Both H2020 projects (Home of Cool Phase 1 and Phase 2) are explicitly focused on designing a space-constrained cooler for vending applications.
NORDIC 24/7 SERVICES OY
Finnish SME developing compact, eco-friendly refrigeration units for food and beverage vending machines, EU SME Instrument Phase 1 and Phase 2 validated.
Their core work
Nordic 24/7 Services is a Finnish technology SME focused on developing compact, energy-efficient cooling systems for the food and beverage vending industry. Their core product — the "Home of Cool" cooler — is engineered for limited-space vending environments where conventional refrigeration is impractical or energy-wasteful. The company successfully navigated the full EU SME Instrument pathway, moving from a funded feasibility study to a full-scale development project, which signals a commercially validated product concept. Their work sits at the intersection of refrigeration engineering and green retail infrastructure.
What they specialise in
The Home of Cool project description emphasizes environment-friendly design as a core technical requirement, not just a compliance feature.
Both projects specifically target high-volume food and beverage vending as the deployment context for the cooling solution.
Completing both SME Instrument Phase 1 (feasibility) and Phase 2 (development, EUR 1.127M) demonstrates experience taking a hardware product from concept to market-ready stage within EU innovation frameworks.
How they've shifted over time
Nordic 24/7's H2020 participation tells a single, focused product story rather than a shifting research agenda — both projects are stages of the same "Home of Cool" development. In 2016 they secured Phase 1 funding to validate the technical and commercial feasibility of their cooler concept; by 2017 they had sufficient proof to win a Phase 2 grant more than twenty times larger for full development and commercialization. There is no keyword-level evidence of a thematic pivot, suggesting this is a deep-specialist product company rather than a research-driven organization exploring multiple domains.
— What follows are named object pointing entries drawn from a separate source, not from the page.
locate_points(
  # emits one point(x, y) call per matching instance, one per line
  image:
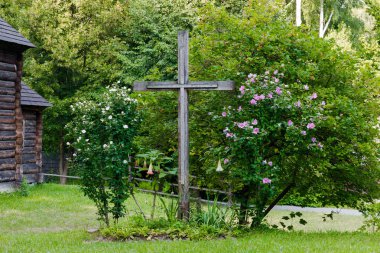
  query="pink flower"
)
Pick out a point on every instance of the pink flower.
point(243, 124)
point(266, 180)
point(313, 96)
point(257, 97)
point(242, 89)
Their trajectory points toward product commercialization — if the Home of Cool development concluded successfully around 2019, any future EU engagement would likely involve scaling, certification, or entering new vending market segments rather than basic research.
How they like to work
Nordic 24/7 operated exclusively as a solo coordinator under the SME Instrument, which is designed for single-company innovation — no consortium partners appear in either project. This reflects a product-company mindset: they own the IP, lead the development, and do not depend on research partners. Anyone considering working with them should expect a supplier or licensing relationship rather than a co-development consortium dynamic.
Nordic 24/7 has no recorded H2020 consortium partners — both projects were executed as sole beneficiary under the SME Instrument. Their network within the EU research ecosystem appears to be limited to the relationship with EU funding bodies rather than a web of academic or industrial collaborators.
What sets them apart
Nordic 24/7 occupies a narrow but defensible niche: compact, environment-friendly refrigeration specifically engineered for vending environments, backed by EU Phase 1 and Phase 2 validation. For a consortium needing a specialist in low-footprint commercial cooling — particularly in retail automation, smart vending, or sustainable food distribution — they offer a market-tested product rather than a research prototype. Their Finnish base also makes them a natural fit for Nordic or Baltic market entries in sustainable retail technology.
Highlights from their portfolio
- Home of Cool (Phase 2)The largest grant (EUR 1.127M) represents a full SME Instrument Phase 2 award — one of the more competitive EU funding instruments for hardware SMEs — confirming that independent evaluators found the cooler concept commercially and technically credible.
- Home of Cool (Phase 1)The Phase 1 feasibility grant (EUR 50,000) initiated the full SME Instrument journey and is notable as the entry point that validated the business case for scaling investment into the eco-cooler product.